The magic making these simple foods extra delicious is smoked paprika.  I developed this recipe to inspire a friend looking for good lunch ideas.  This one works nicely — it’s best at room temp, protein packed, super tasty, and portable.  It also is an easy make-ahead dish.

simple lemon dressing featuring smoked paprika

simple lemon dressing featuring smoked paprika

french green lentils, tomatoes, red quinoa, and lemon

french green lentils, tomatoes, red quinoa, and lemon

Add a piece of fruit and lunch is served!  Also fabulous over a bed of greens for a dinner entree.  Enjoy!  (for Barbara)

Smoky Quinoa and Lentils
(makes 4-5 generous servings)

1 cup french green lentils
1 cup red quinoa
3 medium ripe red tomatoes, diced
1/3 cup toasted pepitas

For the Smoky Lemon Dressing:
6 TB extra virgin olive oil
3 TB fresh squeezed lemon juice
1/2 tsp. smoked paprika
3/4 tsp. fine sea salt

Make the smoky lemon dressing by combining the olive oil, lemon juice, smoked paprika, and sea salt.  Set aside.

Cook the green lentils:  rinse the lentils, then place in medium covered sauce pan with 3  cups water.  Bring to a boil, cover and simmer for about 20 minutes, or until the lentils are tender but still firm.  Drain and place in a bowl.

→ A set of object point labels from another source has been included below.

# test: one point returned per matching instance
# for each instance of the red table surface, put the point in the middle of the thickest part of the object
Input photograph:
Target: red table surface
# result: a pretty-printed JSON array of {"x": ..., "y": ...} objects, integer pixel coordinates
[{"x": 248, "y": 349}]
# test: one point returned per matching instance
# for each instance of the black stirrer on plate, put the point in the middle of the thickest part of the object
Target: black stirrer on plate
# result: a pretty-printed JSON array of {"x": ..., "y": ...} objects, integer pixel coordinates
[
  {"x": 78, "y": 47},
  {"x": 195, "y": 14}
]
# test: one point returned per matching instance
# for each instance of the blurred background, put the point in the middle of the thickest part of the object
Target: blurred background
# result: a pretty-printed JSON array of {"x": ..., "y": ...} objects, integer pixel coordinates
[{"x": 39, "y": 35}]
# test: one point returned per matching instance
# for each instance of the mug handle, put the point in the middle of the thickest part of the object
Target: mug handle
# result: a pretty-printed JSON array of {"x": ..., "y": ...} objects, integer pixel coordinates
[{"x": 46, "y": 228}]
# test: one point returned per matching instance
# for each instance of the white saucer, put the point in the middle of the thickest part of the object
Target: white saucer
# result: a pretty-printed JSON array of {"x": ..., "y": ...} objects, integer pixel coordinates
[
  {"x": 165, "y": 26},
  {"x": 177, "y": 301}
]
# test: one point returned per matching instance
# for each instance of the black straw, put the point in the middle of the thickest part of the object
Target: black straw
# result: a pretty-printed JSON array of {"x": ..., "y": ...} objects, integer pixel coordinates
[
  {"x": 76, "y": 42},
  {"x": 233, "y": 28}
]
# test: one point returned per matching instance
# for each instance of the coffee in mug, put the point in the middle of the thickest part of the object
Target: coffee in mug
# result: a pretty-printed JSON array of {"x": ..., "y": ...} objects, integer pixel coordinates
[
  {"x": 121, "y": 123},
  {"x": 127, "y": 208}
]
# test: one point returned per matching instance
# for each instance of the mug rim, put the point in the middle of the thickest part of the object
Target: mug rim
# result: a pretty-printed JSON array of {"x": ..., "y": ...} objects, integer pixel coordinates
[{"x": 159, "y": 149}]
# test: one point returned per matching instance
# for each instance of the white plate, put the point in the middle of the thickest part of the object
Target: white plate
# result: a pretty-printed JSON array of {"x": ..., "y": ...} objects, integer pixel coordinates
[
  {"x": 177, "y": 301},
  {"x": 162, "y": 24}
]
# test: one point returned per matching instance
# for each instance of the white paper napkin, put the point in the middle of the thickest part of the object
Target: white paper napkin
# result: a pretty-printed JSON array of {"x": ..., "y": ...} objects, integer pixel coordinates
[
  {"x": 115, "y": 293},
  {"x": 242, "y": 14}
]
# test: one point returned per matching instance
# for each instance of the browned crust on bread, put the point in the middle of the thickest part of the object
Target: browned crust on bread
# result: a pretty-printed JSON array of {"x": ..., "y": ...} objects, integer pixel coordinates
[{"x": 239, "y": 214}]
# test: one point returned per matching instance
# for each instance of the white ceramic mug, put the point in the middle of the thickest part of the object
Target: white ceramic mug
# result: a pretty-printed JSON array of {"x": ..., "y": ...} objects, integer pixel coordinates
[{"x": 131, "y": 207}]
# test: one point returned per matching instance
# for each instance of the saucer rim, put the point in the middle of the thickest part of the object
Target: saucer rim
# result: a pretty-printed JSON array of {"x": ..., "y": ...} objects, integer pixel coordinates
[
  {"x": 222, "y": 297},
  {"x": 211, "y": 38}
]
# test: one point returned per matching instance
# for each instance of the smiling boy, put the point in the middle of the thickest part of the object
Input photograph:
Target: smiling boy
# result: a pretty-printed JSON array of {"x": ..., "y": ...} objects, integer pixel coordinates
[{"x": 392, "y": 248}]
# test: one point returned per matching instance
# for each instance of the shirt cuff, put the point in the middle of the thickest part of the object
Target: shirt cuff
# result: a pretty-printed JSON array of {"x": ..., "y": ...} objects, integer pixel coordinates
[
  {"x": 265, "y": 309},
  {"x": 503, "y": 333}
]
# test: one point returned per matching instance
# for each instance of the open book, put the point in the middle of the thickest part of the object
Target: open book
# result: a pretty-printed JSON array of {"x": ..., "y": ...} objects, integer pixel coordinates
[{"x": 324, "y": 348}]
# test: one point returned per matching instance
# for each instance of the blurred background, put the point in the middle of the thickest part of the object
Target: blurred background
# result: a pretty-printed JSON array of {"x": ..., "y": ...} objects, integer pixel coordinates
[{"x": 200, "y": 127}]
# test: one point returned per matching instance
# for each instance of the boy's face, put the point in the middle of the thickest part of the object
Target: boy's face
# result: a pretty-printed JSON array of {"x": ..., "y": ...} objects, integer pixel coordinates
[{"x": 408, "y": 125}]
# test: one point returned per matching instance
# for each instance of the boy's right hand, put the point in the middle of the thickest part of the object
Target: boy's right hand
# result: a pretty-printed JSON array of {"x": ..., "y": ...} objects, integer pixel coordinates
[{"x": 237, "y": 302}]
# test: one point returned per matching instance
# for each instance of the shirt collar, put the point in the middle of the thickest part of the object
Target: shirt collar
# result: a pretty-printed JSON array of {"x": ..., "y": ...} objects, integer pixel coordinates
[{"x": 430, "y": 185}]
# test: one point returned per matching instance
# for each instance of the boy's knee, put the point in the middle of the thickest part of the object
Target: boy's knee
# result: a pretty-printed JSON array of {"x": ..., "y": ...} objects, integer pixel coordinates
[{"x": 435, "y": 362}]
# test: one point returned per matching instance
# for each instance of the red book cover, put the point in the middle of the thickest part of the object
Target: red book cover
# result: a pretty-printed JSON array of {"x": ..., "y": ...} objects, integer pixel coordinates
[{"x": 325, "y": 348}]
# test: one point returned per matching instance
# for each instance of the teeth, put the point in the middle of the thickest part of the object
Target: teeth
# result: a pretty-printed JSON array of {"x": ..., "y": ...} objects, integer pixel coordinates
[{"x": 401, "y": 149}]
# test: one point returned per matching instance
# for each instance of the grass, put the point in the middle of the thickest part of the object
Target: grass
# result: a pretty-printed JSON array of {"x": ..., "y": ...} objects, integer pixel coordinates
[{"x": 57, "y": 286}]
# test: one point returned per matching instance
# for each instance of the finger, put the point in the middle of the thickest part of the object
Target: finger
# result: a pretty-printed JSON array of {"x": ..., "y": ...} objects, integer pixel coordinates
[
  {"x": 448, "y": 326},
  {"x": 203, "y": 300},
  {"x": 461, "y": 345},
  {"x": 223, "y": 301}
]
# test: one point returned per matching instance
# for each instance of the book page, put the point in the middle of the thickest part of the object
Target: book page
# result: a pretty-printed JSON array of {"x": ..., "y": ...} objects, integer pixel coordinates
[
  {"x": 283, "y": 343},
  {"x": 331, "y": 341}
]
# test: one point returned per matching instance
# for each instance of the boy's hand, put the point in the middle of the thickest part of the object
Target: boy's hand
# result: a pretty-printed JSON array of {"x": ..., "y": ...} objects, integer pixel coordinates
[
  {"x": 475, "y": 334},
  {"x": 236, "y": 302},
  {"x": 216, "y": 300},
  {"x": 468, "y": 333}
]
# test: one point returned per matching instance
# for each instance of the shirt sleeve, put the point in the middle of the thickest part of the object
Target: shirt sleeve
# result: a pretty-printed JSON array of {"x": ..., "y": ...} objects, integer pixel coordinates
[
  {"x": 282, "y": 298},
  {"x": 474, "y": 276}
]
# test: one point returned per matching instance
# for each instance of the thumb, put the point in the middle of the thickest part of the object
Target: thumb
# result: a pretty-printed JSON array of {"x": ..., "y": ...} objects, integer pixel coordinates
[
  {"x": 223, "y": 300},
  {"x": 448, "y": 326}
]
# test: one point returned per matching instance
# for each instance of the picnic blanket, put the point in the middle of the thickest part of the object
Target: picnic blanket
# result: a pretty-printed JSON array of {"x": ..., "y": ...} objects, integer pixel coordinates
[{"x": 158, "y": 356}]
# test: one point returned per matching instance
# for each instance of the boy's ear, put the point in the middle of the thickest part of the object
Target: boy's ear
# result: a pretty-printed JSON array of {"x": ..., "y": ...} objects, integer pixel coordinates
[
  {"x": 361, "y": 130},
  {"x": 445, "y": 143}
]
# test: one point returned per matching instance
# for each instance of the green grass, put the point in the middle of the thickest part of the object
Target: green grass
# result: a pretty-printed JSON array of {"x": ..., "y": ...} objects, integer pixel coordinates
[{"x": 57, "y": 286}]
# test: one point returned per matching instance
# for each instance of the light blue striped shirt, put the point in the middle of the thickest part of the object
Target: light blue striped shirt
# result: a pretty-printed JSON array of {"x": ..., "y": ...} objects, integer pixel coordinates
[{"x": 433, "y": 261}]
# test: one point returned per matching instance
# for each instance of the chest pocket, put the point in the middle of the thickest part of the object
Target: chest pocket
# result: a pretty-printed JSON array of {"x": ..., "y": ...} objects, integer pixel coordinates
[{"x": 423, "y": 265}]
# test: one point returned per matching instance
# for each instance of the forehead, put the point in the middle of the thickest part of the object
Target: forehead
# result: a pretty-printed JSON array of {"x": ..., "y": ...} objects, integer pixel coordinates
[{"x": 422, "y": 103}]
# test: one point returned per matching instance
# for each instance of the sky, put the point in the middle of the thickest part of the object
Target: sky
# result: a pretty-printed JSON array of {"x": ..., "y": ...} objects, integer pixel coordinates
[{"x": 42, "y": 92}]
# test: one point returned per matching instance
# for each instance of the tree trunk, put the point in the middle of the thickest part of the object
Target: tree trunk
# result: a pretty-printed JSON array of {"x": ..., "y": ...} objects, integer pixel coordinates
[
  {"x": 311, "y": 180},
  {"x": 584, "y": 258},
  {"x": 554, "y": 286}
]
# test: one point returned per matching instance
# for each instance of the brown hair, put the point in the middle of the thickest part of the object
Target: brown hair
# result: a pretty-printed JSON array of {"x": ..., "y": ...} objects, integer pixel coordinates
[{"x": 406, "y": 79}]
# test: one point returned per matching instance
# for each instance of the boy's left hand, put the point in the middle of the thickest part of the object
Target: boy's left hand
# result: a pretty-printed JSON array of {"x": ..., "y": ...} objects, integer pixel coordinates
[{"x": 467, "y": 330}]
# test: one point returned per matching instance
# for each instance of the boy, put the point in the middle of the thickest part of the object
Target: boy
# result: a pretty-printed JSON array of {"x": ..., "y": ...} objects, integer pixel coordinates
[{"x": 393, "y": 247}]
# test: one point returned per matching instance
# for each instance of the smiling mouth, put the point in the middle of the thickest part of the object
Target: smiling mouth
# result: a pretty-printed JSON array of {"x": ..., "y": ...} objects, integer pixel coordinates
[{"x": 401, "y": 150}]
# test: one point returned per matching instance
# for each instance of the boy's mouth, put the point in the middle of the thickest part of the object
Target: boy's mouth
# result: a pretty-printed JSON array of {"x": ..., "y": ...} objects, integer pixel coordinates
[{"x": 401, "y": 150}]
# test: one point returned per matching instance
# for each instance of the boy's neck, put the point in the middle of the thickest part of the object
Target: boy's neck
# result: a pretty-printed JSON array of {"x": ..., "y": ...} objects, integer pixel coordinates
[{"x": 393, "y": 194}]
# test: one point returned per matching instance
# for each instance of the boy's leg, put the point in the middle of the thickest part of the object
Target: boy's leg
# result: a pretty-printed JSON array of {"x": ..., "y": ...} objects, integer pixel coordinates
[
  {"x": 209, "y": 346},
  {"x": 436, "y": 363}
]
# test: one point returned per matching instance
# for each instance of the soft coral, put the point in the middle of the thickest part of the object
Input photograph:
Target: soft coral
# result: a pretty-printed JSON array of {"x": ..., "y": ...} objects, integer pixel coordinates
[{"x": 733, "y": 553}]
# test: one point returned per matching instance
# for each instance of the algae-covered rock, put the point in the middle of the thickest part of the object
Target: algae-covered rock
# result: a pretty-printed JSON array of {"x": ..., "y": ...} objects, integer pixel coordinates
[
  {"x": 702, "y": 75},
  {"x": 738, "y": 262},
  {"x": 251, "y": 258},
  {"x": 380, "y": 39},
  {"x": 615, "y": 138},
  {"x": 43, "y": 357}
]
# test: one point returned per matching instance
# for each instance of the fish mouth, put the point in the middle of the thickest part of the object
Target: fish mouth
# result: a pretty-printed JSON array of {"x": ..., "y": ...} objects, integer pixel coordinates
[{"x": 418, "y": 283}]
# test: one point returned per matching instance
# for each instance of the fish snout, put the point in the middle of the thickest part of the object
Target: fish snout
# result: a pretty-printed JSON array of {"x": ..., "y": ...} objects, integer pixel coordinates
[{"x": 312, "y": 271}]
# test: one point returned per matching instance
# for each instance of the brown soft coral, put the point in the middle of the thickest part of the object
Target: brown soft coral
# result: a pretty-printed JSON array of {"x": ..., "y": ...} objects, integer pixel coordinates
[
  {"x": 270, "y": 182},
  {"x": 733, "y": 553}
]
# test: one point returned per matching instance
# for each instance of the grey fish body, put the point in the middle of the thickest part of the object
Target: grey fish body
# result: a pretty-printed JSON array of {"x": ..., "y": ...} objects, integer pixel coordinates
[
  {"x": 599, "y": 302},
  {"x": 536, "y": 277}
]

Cook the red quinoa:  First, rinse the quinoa.  It is important to wash off the bitter saponins that are a natural part of the seed coat.  I place the dry quinoa in a bowl, cover with cool water, swish around a couple of times, then drain in to a fine mesh colander.  Place rinsed quinoa into a sauce pan, add 1 1/3 cups fresh water, bring to a boil, cover and simmer for 8 – 10 minutes, or until the quinoa is tender but still has bite, and the water has been absorbed.

When the cooked lentils and quinoa are cooled to room temp, combine with the tomatoes and smoky lemon dressing.  Just before serving, add the pepitas.